Sedangkan pada tahun ganjil seperti sekarang, hanya lima cabang baku dan memiliki standar nilai yang dipertandingkan. Menurut Raden, meski lima cabang ini memiliki nama berbeda di berbagai daerah, melalui pembakuan, standar penilaian bisa diterapkan.
Menurut Raden, pertandingan cabang olahraga tradisional baru bertujuan menjaga hasil kebudayaan, juga menambah dan mengenalkan olahraga tradisional secara lebih luas di masyarakat.
“Kami terus mendorong daerah terus melaksanakan kompetisi olahraga tradisional agar semakin digemari masyarakat. Semakin banyak yang tertarik, maka semakin mendongkrak derajat kesehatan bangsa kita,” jelasnya.
Didominasi oleh peserta dari kalangan milenial, ajang ini diharap menjadi arena memupuk persaudaraan dan kesatuan bangsa. Ajang ini bukan menekankan nilai siapa yang terbaik dalam kompetisi. “Saat ini bangsa Indonesia butuh kebersamaan, gotong royong, serta persaudaraan yang mulai terkikis. Olahraga tradisional membangkitkan itu,” jelasnya.
Ditemui usai berlaga di cabang egrang, pewakilan dari Papua, Martinus Kaize, mengamini harapan pemerintah dari Potradas ini.
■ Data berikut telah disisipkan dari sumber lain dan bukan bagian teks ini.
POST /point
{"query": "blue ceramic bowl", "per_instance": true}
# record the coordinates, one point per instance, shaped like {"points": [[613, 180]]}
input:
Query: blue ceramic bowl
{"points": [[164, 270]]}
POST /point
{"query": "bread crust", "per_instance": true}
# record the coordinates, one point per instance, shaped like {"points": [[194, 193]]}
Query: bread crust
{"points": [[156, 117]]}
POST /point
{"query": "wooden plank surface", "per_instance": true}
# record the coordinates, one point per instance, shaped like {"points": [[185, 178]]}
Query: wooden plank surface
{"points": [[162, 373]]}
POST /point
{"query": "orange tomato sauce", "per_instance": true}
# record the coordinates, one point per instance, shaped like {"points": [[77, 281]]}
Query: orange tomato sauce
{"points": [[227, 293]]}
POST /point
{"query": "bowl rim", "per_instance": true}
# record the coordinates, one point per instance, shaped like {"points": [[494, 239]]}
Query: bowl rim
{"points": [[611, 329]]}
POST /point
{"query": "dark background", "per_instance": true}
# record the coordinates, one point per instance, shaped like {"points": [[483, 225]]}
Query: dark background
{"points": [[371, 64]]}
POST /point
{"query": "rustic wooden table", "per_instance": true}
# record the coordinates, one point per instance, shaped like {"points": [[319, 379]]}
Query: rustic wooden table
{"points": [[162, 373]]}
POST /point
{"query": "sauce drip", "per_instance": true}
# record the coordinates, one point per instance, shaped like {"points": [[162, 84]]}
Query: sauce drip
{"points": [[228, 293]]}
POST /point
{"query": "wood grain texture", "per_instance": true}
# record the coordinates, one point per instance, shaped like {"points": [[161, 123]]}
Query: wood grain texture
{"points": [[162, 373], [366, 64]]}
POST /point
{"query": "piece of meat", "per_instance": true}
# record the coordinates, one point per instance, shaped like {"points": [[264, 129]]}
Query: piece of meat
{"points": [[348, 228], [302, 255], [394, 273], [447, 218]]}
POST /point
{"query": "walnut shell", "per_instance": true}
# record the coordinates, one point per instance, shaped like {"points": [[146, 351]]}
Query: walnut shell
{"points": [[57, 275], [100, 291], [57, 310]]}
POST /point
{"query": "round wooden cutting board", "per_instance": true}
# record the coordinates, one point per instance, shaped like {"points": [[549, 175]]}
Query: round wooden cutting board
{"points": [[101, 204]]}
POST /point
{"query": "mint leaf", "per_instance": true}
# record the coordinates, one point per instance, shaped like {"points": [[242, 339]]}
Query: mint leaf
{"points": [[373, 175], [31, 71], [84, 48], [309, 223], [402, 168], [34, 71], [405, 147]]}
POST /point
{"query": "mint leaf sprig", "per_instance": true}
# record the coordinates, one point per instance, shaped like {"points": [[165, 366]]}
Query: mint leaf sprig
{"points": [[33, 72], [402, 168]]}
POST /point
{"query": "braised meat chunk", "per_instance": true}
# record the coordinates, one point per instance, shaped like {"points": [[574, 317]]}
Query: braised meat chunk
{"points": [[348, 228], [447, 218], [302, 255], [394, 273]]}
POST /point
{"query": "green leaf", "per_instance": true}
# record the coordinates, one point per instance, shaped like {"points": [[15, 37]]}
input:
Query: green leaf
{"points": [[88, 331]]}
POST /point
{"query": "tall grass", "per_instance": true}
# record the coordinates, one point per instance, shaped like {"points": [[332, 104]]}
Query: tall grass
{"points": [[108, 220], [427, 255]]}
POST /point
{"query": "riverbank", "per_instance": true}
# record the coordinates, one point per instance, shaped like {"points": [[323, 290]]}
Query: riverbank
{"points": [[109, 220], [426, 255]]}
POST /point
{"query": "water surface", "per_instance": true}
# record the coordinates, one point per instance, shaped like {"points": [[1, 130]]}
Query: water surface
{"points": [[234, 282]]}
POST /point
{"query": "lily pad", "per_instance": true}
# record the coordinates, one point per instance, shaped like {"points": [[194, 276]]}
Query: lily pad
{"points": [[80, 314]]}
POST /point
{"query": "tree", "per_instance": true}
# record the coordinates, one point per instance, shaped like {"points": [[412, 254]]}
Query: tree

Pemuda berusia 19 tahun ini mengatakan selama dua hari ikut ajang ini, dirinya lebih mengenal berbagai kebudayaan dari daerah lain.
“Ternyata ada banyak nama untuk permainan yang sama. Saya baru tahu. Seperti sumpit, di sini lebih dikenal dengan istilah tulup,” katanya.
Meski memiliki target berkompetisi dengan upaya terbaik, Martinuz berkata bahwa ia ikut kompetisi ini demi memupuk rasa persaudaraan dan persatuan dengan peserta daerah lain.
Ia dan rekan-rekannya berharap, ajang Potradas menjadi langkah awal untuk melestarikan budaya Indonesia.